Louise (Mackenzie Davis) ve Ben (Scoot McNairy), Amerikalı bir çift, Paddy’yi (yorucu derecede abartılı James McAvoy) ilk kez fark ettiklerinde, Paddy havuzda sıçrayarak bir sıçrama yapıyor. Toskana’da tatildeler ve iyi vakit geçiriyorlar, yeni insanlarla tanışmak eğlenceli (tabii ki bir korku filminde değilseniz).
Paddy heyecanlı görünüyor, biraz fazla hevesli – kesinlikle ilgi için – ama kendisi ve eşi Ciara (Aisling Franciosi) arkadaş canlısı, çekici ve İngiliz, bu yüzden konuşmaları kolay. Louise ve Ben gibi, Ant (Dan Hough) adında bir oğulları var, bu yüzden iyi olmalılar. Onlar bizim gibilerLouise ve Ben’in düşündüğünü neredeyse duyabiliyorsunuz.
Hiçbir zaman mantıklı olmayan sebeplerden ötürü – korku sinemasında mantık genellikle yetersizdir – Louise ve Ben’in Paddy ve Ciara’nın İngiliz kırsalındaki evlerini ziyaret etme davetini kabul etmeleri uzun sürmez. Ancak önce, yazar-yönetmen James Watkins, Londra’ya taşınan ve hayatlarını altüst eden Ben ve Louise için biraz evlilik gerginliği yaratır. (Davis ve McNairy, harika AMC dizisi “Halt and Catch Fire”da rol aldılar ve ikna edici bir şekilde birlikte samimiler.) O gayet iyi görünüyor, ancak Ben mutsuz bir şekilde işsiz, Watkins’in hikayenin temalarını, özellikle erkeklik ve orta sınıf normlarını beslemek için kullandığı bir bölünme.

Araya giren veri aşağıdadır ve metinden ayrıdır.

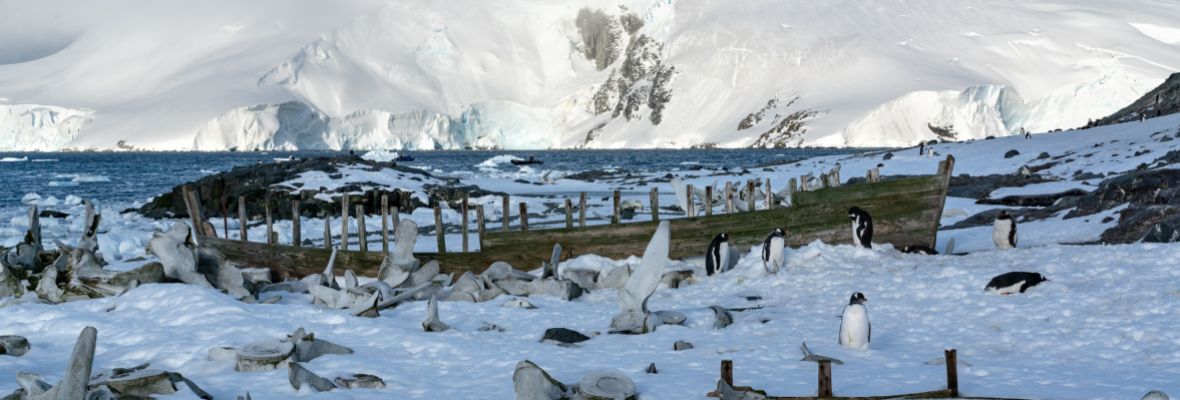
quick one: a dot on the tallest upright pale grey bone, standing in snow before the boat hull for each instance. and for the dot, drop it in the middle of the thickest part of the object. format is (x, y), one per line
(633, 317)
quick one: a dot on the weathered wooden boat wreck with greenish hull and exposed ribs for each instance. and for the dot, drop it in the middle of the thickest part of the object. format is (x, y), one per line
(906, 211)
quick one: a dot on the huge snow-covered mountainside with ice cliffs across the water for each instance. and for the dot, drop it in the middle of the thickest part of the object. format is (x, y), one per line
(417, 74)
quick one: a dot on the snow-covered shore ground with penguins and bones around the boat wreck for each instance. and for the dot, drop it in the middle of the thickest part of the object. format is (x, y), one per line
(1102, 329)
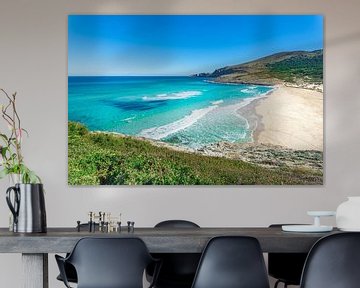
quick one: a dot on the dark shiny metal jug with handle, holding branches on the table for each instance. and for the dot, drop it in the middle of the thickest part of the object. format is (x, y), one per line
(28, 208)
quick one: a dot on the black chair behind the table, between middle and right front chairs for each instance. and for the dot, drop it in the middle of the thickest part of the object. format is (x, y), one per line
(286, 267)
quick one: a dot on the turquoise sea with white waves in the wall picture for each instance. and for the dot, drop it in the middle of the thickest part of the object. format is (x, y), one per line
(185, 111)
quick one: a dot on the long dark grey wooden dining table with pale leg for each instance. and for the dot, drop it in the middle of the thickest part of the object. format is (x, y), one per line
(35, 247)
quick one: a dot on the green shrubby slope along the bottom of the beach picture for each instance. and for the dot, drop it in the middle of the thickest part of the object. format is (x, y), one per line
(109, 159)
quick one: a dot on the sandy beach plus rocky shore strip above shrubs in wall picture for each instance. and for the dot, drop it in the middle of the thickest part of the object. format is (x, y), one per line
(270, 143)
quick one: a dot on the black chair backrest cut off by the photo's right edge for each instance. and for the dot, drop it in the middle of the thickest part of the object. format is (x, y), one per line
(333, 262)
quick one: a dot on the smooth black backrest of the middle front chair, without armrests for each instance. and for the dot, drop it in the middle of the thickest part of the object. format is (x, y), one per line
(232, 262)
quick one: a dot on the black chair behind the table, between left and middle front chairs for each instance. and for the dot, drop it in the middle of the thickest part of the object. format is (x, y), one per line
(178, 269)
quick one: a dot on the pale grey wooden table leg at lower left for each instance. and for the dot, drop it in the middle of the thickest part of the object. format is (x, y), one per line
(35, 270)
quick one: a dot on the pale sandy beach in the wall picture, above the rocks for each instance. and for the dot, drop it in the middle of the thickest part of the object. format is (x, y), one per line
(292, 118)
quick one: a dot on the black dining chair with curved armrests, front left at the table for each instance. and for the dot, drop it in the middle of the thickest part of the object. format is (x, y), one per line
(108, 263)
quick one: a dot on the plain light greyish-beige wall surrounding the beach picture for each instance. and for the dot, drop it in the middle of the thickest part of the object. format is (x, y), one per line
(33, 62)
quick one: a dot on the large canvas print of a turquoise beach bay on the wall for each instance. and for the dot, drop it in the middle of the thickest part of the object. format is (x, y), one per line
(195, 100)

Louise, Ben ve 11 yaşındaki kızları Agnes (Alix West Lefler), kendi kendini doldurulmuş bir tavşanla sakinleştiren endişeli bir çocuk, karanlık bir gecede Paddy ve Ciara’nın evine vardıklarında kırmızı alarmlar çoktan yanıp sönmeye başlamıştı. İçeri girdiklerinde, alarmlar daha hızlı çalmaya başlar. Louise iyi bir oyun yüzü takınmaya çalışır, ancak alçak tavanlı, onları kutulayan, dağınık odalardan oluşan rahatsız edici, harap bir labirent olan evden gözle görülür şekilde rahatsız olur. Kısa süre sonra, Paddy bir kaz kesiyor (uh-oh) ve Louise’e (vejetaryen) bir çatal dolusu pişmiş kuş itiyor ve atmosfer gözle görülür şekilde bozuluyor. İşler daha da kötüye gidiyor çünkü gitmek zorundalar.